O mistério da história não se trata na precocidade de Lina, já que isso pode ser explicado como desequilíbrio hormonal, mas sim quem seria o pai da criança, pois a peruana nunca revelou o segredo e se nega a falar do assunto até hoje, chegando a recusar uma entrevista com a Reuters em 2002. O seu pai chegou a ser preso após o nascimento do filho, acusado de incesto, mas foi libertado após alguns dias, por ausência de provas para incriminá-lo. As suspeitas recaíram então num irmão de Lina, que era deficiente mental.
No Peru, muitas vezes a garota era associada com a Virgem Maria, que havia concebido um filho sem o pecado original, por obra do Espírito Santo. Algumas pessoas da região acreditam até hoje que Gerardo é filho do deus Sol.
    
Pobreza
Após o nascimento, policiais, doutores e uma equipe de filmagem chegaram à vila para reportar o ocorrido. Muitas pessoas quiseram auxiliá-la, chegando a existir uma oferta de 5 mil dólares de um empresário norte-americano. Uma oferta mais ousada veio de Nova Iorque, propondo mil dólares por semana, mais despesas, para que Lina e o filho fossem colocados em exposição na Feira Mundial da cidade. A única proposta aceita pela família foi a de um empresário norte-americano que a mãe e o bebé fossem aos EUA para que cientistas analisassem o caso. A oferta incluía o apoio financeiro vitalício aos dois.
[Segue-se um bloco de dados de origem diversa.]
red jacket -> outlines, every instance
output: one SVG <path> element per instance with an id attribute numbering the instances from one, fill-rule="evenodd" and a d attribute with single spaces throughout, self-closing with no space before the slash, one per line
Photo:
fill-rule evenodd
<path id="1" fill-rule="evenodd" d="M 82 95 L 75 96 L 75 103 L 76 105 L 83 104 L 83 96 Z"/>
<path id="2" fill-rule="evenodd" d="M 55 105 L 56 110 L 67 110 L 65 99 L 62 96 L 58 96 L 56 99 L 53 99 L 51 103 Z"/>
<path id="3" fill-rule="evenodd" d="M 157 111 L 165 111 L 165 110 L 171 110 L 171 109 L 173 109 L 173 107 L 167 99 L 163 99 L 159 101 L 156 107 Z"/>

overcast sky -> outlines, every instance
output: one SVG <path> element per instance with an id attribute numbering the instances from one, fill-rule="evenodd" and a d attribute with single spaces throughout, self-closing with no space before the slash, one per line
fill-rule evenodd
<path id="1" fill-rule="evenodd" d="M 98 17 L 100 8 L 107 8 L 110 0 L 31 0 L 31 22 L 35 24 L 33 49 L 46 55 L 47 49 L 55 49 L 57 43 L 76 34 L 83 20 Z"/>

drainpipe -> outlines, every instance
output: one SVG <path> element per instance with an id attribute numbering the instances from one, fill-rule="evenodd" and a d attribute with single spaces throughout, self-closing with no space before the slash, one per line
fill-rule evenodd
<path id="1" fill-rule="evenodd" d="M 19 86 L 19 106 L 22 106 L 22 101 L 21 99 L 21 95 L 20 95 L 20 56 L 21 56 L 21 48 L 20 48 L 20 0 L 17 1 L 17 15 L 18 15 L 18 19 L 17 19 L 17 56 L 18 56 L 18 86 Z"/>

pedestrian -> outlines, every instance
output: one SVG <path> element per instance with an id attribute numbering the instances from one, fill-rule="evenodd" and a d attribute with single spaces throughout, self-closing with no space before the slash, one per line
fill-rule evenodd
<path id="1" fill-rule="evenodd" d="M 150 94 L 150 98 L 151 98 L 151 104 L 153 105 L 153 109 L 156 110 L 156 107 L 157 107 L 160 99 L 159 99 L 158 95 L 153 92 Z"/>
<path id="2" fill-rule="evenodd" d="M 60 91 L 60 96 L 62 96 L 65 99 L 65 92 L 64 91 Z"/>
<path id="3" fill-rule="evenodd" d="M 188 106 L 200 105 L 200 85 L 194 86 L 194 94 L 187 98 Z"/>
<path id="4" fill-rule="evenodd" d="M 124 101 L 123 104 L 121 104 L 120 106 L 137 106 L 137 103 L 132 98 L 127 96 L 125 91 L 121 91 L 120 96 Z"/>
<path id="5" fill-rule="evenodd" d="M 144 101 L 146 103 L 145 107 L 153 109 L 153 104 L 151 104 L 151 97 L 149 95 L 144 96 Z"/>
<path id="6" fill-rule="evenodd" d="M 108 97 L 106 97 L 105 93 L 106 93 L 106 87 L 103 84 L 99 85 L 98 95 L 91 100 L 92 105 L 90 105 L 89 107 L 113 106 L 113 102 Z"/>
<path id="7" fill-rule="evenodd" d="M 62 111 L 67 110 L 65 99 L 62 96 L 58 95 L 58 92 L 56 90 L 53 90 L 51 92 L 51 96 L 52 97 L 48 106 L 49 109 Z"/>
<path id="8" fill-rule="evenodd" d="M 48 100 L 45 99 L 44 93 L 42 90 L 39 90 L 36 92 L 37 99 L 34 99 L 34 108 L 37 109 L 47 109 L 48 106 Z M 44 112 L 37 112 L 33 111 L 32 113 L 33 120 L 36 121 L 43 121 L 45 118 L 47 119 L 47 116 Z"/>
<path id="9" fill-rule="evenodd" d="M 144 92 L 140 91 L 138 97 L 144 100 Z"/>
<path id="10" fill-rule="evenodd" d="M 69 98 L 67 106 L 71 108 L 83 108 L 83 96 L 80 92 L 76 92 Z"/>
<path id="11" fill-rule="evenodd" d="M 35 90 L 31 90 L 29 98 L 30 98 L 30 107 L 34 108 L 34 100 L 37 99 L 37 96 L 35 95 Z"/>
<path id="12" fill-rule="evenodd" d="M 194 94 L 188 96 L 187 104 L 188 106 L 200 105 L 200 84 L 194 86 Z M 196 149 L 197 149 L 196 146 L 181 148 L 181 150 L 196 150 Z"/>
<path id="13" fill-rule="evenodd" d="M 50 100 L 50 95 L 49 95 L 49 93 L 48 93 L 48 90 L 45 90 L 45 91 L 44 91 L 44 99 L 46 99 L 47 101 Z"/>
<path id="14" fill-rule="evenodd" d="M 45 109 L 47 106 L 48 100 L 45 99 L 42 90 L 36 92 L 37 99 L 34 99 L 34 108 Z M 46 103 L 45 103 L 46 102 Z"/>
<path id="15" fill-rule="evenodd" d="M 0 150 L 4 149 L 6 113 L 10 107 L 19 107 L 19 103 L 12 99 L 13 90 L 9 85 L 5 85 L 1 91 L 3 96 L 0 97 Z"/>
Em poucos dias, o Estado peruano proibiu todas as ofertas anteriores, alegando que Lina e o filho estavam em ‘‘perigo moral’’, e chegou a criar uma comissão para protegê-los. Mas após seis meses o governo os abandonou.
Lina permaneceu no hospital durante onze meses e só pôde voltar para a família após o início de procedimentos legais que levaram o Supremo Tribunal a permitir a sua convivência com os pais. Alguns anos depois, o Estado expropriou Lina e destruiu a sua casa, onde hoje existe uma estrada. Hoje ela espera que o governo lhe dê o equivalente a uma propriedade, para compensar a casa já perdida. Segundo o atual marido de Lina, o imóvel valia cerca de 25 mil dólares. Caso conseguisse a moradia, Lina encerraria uma longa batalha judicial.
Em 1972, a mãe mais jovem do mundo casa-se, pela primeira vez, com Raúl Jurado e, no mesmo ano, aos 38 anos, tem o seu segundo filho, que vive no México. Atualmente vive no caminho de um beco escuro, parcialmente interditado por placas de madeira, num bairro pobre e com alto índice de criminalidade, na capital peruana de Lima, conhecido na localidade como o ‘‘paraíso dos ladrões’’ e "Chicago Chico" (‘‘Pequena Chicago’’), em alusão à cidade dos Estados Unidos Chicago.
Alguns consideram que a falta de ajuda do governo peruano possa ser explicada por puro preconceito, já que em outros países Lina receberia total apoio do Estado. O obstetra José Sandoval, autor de Mãe aos Cinco Anos, luta desde os seus tempos de estudante para uma pensão vitalícia para Lina. Desde 2002 ele já conseguiu acelerar os processos e já chegou a levar o caso até à primeira-dama Eliane Karp.